January 2009 Reading List

I have tried in the past to keep a link to whatever book I was currently reading.  Sometimes, though, I went through books so fast they never made it onto the blog.  Inspired by a few different sources, I decided to keep track of what books I read each month in a post instead.  So here’s the list of books I read in January:

  1. The Phantom of the Opera by Gaston Leroux:  After coming across the film version of the Andrew Lloyd Webber musical around Christmas, I decided to check out the orginal book.  Doing so made me realize how much better the film captures the true maze-like setting of the opera house more than any stage production could.  I also finally figured out why Madame Giry instructs Raoul to keep his hand at the level of his eye, which has nothing to do with the Phantom’s disfigurement.
  2. The Millennium Falcon by James Luceno:  I read pretty much every Star Wars sequel book (following the events in Return of the Jedi).  This one’s a segue-way novel between the “Legacy of the Force” series and upcoming “Fate of the Jedi” series.
  3. Airhead by Meg Cabot:  I love books by Meg Cabot, who also wrote The Princess Diaries series. Her books are like M&M’s; they have very little nutritional value but are bite-sized, tasty, and addictive.  This is the first of a new series of young adult books that mix fashion with sci-fi.

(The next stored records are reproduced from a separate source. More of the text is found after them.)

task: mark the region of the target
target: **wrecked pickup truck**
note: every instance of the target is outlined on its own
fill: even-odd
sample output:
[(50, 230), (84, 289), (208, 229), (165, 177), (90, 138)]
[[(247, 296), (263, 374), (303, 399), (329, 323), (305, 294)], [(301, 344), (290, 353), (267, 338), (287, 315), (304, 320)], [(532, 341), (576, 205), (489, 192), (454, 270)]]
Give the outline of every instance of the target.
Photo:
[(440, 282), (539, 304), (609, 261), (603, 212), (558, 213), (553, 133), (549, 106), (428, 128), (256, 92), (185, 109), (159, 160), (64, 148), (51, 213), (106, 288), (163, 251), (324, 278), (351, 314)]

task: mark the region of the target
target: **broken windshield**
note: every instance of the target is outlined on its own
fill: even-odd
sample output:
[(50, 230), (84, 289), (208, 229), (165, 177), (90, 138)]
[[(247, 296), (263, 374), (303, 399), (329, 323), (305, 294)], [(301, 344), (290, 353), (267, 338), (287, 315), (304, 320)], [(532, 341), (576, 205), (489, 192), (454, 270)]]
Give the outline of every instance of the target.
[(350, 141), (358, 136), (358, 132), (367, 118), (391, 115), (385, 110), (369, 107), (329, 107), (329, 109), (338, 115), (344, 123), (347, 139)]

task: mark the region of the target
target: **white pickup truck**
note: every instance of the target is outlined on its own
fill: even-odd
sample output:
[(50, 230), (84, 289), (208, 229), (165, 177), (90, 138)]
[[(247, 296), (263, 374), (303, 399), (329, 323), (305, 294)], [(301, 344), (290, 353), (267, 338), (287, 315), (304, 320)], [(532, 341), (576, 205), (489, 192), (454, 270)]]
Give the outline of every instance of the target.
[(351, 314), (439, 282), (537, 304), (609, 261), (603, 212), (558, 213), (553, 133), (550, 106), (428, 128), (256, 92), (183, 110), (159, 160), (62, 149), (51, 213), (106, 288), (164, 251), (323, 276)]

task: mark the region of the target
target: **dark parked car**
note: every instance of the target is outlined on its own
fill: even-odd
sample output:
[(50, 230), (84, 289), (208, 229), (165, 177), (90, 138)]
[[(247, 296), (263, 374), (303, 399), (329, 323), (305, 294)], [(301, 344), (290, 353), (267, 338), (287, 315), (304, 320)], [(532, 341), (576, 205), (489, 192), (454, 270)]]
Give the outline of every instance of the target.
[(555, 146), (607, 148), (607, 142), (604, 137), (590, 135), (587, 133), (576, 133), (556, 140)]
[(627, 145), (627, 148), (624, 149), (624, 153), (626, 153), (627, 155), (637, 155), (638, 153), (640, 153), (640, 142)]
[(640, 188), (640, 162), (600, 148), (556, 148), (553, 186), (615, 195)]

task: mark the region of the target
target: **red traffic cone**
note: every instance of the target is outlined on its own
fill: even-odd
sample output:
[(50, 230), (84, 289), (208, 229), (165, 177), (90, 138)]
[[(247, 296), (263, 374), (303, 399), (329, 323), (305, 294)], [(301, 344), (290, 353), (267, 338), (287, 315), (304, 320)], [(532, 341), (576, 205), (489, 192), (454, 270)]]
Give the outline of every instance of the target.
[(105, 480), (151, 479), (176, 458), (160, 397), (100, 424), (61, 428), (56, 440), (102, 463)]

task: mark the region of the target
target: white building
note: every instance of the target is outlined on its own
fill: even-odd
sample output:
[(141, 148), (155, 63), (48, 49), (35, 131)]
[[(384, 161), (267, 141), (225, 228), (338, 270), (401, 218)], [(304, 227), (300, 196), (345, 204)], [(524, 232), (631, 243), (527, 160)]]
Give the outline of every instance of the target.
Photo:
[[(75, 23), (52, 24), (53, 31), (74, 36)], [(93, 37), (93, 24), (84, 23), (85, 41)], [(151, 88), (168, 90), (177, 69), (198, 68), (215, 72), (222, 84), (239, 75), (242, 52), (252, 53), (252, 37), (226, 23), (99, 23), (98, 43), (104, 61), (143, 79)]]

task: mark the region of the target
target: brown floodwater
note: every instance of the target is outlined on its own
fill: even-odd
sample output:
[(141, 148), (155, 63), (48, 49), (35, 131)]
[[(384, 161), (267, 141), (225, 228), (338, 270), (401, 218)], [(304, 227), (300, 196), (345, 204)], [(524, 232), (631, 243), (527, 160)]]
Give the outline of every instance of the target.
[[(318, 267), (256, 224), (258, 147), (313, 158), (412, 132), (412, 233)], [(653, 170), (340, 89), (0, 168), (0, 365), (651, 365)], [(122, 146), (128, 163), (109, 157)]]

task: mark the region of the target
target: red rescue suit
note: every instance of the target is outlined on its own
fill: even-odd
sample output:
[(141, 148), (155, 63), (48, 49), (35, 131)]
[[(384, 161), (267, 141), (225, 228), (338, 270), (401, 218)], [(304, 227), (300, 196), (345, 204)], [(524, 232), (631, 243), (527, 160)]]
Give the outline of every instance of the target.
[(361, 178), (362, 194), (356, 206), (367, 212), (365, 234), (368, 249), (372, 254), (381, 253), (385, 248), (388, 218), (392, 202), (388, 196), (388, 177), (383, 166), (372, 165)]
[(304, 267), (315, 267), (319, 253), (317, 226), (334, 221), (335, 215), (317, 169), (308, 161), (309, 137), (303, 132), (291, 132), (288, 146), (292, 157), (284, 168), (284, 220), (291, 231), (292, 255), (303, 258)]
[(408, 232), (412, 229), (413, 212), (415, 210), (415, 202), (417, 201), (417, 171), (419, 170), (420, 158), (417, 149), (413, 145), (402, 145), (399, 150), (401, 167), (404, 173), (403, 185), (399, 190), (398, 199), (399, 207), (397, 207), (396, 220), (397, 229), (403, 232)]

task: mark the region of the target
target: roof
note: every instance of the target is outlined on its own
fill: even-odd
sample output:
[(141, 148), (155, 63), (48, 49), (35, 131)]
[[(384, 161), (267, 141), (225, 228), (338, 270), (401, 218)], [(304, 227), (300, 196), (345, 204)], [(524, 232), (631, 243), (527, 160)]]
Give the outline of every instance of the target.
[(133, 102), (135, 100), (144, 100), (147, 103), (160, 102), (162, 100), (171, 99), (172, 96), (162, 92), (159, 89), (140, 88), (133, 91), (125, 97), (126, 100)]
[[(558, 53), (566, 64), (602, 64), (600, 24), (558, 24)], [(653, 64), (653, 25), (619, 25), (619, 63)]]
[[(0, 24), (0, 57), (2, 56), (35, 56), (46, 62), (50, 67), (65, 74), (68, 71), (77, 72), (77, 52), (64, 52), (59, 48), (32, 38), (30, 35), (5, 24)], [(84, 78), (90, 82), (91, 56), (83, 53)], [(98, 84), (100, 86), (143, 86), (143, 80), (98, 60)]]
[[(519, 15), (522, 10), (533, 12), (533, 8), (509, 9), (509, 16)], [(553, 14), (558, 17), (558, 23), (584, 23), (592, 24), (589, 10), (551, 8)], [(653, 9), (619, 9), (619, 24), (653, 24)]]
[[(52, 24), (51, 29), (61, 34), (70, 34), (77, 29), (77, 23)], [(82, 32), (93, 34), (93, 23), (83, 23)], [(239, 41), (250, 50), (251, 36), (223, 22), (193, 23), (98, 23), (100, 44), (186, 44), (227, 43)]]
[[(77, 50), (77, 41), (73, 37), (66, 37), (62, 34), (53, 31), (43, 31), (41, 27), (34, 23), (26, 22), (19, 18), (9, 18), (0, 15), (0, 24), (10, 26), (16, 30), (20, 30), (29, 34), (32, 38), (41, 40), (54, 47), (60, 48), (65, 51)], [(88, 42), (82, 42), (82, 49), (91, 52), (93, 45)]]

  4. Nicola and Viscount by Meg Cabot:  A historical young adult novel in the tradition of Jane Austen.  It really reminded me a lot of the Pride & Prejudice sequels by Elizabeth Aston.
  5. Dragonsdawn and The Chronicles of Pern: First Fall by Anne McCaffrey:  I only re-read my favorite parts in between trips to the library, so I’ll only count it as one book.
  6. Children’s Drawings as Measures of Intellectual Maturity by Dale B. Harris:  This is a rather dry scientifically clinical book, and it’s also fairly old.  Not as interesting as I thought it would be.  I basically skimmed about 60 pages before I gave up on it.
  7. The Purpose Driven Life by Rick Warren:  So good that is got a post of its own.
  8. Omnivore’s Dilemma by Michael Pollan:  Right up there with Fast Food Nation and Deconstructing the Twinkie for understanding what we are putting in our bodies as well as the scientific, social, economic, environmental, nutritional, and ethical considerations of its manufacture.
  9. The Guernsey Literary and Potato Peel Pie Society by Mary Ann Shaffer and Annie Barrows:  I found this delightful work of fiction reminiscent of the movie 84 Charing Cross Road, which I just realized is based on a book.
  10. Multiple Blessings by Jon & Kate Gosselin and Beth Carson:  I already knew a lot of the chronological facts of the book from watching their show Jon & Kate Plus 8.  However, this book delves into how their faith in God has helped them through everything and how God has used everything that has happened to deepen their faith in him.  The book also acts as a sort of apology for people out there who constantly criticize Kate.  There were points that left me a little misty-eyed.